According to the district, the contract was drawn up because the student had been involved in several altercations, some of which, but not all, were the result of racial harassment. Unfortunately, the student later had a physical altercation with another African American student and, based on breaching the contract, his placement was changed to an alternative high school. Before the change in placement he was suspended for several days, bringing his total suspensions for the school year to twelve. Based on its belief that violating the Student Behavioral Contract justified the change in placement, the school did not conduct an MDR prior to changing his placement to the alternative high school.

The student’s parent filed a complaint with OCR alleging racial harassment and a violation of Section 504 and the Americans with Disabilities Act because the district failed to conduct a manifestation determination before changing the placement, failed to conduct an evaluation prior to the change in placement, and failed to provide the parent with her procedural safeguards. The Office for Civil Rights found in the parent’s favor and required the district to provide the MDR and evaluate the students need for compensatory services to compensate for educational services he may have lost as a result of the illegal change in placement.

Change in Location Can Be A Change in Placement

     Some school districts and their counsel assert that, under the IDEA, a change in location of service delivery is not a change in placement if the IEP services remain the same. If the location change is not a change in placement, the service location can be changed without parent input or an IEP meeting. That may sometimes be the case, but there are many instances in which IEP services may generally remain the same but a change in location will affect the service delivery so that it is a change in placement. For example, students with disabilities must attend the school they would attend if they did not have a disability, unless the IEP requires otherwise. Thus, placing a student with a disability in a school they would not attend if they did not have a disability is an IEP team decision and changing a student’s placement to a school they would not attend if they did not have a disability is an IEP team decision. Whether the change in location is a change in placement turns on the facts of the specific situation.

     For example, in Valentin v School District of Philadelphia, 113 LRP 7167 (E.D. Pa 02/19/13), the court ruled that a district’s practice of unilaterally transferring students with autism between centralized grade-level programs located in different schools violated the IDEA.  The school district had a practice of  unilaterally changing the building assignment for students with autism as the students changed grade levels.  The new building assignment decision was made without an IEP meeting or parent input. Moreover, parents were not provided written notice of the location change and parents were not notified of the change in location until after the decision had been made. The school district argued that it was just changing the grade level and physical location where IEP services would be delivered, which is not a change in placement.

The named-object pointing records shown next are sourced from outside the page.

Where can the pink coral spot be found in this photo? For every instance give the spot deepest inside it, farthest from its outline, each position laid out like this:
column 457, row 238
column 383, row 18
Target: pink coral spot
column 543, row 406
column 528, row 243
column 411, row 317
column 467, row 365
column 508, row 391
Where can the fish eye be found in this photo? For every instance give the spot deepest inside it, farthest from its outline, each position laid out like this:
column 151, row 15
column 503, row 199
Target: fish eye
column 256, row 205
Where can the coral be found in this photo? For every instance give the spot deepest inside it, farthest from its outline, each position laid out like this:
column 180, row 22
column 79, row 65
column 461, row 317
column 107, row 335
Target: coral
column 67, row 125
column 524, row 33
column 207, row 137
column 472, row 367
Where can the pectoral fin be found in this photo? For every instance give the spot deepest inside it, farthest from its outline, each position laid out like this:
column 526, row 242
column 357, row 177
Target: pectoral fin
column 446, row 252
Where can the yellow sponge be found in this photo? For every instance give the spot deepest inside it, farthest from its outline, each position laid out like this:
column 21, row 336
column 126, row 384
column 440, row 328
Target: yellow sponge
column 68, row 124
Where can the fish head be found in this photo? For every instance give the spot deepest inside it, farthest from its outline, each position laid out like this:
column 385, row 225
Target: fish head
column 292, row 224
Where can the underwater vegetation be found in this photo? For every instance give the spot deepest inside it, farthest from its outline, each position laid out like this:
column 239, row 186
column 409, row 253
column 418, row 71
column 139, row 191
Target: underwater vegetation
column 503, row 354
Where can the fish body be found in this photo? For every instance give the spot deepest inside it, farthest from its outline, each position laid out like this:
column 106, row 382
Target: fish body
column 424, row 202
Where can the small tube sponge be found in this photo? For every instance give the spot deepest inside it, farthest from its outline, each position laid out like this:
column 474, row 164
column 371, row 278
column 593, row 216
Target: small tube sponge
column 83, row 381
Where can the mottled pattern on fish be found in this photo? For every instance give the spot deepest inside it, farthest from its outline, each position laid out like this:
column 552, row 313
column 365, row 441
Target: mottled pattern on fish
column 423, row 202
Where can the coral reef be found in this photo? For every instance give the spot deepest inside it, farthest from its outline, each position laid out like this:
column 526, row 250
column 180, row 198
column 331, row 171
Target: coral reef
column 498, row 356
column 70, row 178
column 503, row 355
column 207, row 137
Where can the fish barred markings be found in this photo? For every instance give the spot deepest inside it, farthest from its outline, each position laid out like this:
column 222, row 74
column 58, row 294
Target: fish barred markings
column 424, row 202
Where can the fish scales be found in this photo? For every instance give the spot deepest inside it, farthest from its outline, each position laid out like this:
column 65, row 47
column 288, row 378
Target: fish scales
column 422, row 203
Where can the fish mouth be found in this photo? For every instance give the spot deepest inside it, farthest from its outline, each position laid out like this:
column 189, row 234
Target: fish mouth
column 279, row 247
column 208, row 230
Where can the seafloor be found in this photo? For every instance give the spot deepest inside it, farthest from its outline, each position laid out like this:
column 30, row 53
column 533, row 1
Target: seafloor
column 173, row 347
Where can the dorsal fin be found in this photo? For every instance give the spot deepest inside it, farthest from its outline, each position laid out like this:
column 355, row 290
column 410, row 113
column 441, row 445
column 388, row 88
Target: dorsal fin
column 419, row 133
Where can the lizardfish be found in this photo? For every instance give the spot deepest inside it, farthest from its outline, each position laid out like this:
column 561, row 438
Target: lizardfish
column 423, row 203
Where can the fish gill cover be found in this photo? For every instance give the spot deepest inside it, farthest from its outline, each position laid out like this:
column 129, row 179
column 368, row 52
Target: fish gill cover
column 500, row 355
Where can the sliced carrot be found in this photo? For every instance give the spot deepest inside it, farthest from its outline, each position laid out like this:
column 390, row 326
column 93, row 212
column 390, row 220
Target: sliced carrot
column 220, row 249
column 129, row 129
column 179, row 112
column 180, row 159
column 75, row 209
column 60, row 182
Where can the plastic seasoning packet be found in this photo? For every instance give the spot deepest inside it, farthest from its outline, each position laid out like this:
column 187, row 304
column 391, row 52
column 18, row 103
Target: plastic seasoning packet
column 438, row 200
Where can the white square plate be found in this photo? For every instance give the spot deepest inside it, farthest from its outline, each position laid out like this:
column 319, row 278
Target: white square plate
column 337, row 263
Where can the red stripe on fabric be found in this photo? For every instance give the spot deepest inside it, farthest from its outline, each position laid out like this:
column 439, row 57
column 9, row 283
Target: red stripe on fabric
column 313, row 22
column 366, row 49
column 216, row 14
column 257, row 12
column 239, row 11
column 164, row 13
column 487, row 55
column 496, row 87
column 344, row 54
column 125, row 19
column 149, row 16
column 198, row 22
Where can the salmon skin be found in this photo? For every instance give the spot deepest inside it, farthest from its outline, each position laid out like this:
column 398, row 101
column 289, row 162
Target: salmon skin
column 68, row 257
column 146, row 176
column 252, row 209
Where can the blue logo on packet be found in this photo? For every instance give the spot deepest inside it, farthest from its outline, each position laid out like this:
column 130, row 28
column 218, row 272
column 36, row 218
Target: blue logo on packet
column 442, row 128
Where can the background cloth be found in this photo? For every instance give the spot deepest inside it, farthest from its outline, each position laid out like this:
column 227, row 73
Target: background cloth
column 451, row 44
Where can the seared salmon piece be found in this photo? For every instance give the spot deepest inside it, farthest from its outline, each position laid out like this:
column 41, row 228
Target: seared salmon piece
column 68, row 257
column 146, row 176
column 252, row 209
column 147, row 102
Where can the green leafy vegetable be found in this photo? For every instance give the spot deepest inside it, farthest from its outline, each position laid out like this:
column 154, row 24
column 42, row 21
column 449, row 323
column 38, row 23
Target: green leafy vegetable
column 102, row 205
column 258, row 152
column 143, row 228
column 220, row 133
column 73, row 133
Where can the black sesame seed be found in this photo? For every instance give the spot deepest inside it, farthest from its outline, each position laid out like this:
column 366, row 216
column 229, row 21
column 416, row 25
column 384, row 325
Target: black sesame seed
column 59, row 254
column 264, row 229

     The court, however, noted that children with autism typically have difficulty with transitions and changes in routine and a change in the physical location of services would likely be far more traumatic for students with autism than it would for students with other disabilities. The court concluded that under the particular facts of the case, transferring students with autism to a separate school building in the school district constitutes a change in their educational placement under the IDEA. Thus, the court ordered the school district to follow the IDEA’s placement procedures, including parent participation and appropriate notice, before transferring students with autism to new schools.